The steel in that mental voice, put there by years of intense training and hardscrabble field experience, steadied him. It was hard to do—the hardest thing he'd ever done—but he managed to disassociate himself from the tidal wave of Shaylar's emotions. He stood silent for several more moments, just listening to the forest, but he couldn't detect anything out of the ordinary. The birds still chirruped and called through the trees. Squirrels and chipmunks still frolicked like happy children on a scavenger hunt. Wind rustled in the glorious crimson-golden foliage high overhead, and rattled through the thickets of blackberry brambles. The stream still bubbled its way across the rocks, splashing from one boulder to the next on its long journey to the sea.

In all that ordinary sound, Jathmar could detect not one single, solitary thing that might have threatened Shaylar. And, by extension, the entire camp, since Ghartoun chan Hagrahyl would never have permitted Shaylar to wander away from the base camp's protection. Nor was she foolish enough to do so. All of which meant one simple thing; if he wanted to find out what was wrong, he would have to return. Immediately.

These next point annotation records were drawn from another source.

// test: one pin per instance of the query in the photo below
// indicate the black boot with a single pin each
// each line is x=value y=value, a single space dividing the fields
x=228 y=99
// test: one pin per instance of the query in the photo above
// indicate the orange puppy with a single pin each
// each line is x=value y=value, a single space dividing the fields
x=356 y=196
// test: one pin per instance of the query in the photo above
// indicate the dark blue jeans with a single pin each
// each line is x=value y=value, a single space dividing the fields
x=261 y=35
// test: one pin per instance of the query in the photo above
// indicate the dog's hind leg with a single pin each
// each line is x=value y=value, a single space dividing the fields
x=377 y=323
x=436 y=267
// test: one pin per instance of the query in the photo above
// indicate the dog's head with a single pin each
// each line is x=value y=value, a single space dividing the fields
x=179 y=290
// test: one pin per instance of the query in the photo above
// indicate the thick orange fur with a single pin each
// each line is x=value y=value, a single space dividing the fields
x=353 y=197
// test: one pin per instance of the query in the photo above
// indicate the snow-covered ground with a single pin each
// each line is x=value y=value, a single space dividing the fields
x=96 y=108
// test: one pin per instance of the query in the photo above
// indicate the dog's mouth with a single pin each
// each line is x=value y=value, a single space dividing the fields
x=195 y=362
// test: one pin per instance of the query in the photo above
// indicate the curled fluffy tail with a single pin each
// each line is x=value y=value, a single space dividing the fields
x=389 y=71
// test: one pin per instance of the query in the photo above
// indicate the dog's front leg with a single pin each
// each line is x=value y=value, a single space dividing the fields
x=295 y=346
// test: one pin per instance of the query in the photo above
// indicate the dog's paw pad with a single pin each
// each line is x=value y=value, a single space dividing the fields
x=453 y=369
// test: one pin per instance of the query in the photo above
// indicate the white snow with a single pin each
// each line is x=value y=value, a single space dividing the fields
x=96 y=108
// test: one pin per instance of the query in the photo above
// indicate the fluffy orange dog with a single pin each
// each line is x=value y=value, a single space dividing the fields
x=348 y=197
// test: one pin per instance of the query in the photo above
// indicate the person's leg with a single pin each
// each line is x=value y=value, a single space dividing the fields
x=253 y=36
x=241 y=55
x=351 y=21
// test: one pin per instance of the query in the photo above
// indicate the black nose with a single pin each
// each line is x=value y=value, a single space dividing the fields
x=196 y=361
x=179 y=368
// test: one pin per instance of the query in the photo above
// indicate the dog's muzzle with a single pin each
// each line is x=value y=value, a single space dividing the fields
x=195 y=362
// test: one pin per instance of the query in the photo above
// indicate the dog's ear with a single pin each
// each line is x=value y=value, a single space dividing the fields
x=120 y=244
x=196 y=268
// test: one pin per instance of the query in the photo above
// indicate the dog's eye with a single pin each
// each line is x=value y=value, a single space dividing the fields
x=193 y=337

Jathmar eased his slung rifle off his shoulder, holding the pistol one-handed while he clicked the safety off the long gun. There was no sign of danger in his immediate vicinity, but Jathmar wasn't taking any chances. He holstered the revolver and worked the lever on the rifle, chambering a round in one easy, fluid motion.

The metallic sound of the action was profoundly reassuring. The Sherthan Model 70 had been designed as a short, handy saddle gun, but it was still a powerful weapon. Chambered for a .48 caliber, three hundred-grain round based on the old Ternathian Army Model 9's. Its muzzle velocity was lower then the military weapon's, due to its shorter barrel, but with the new "smokeless powder," it still pushed the heavy, hollow-pointed round at over nineteen hundred feet per second, producing a muzzle energy of over two thousand foot-pounds. That gave the weapon a nasty kick, but it was also sufficient to blow a hole right through a man and lethal enough to deal with anything short of one of the huge grizzlies.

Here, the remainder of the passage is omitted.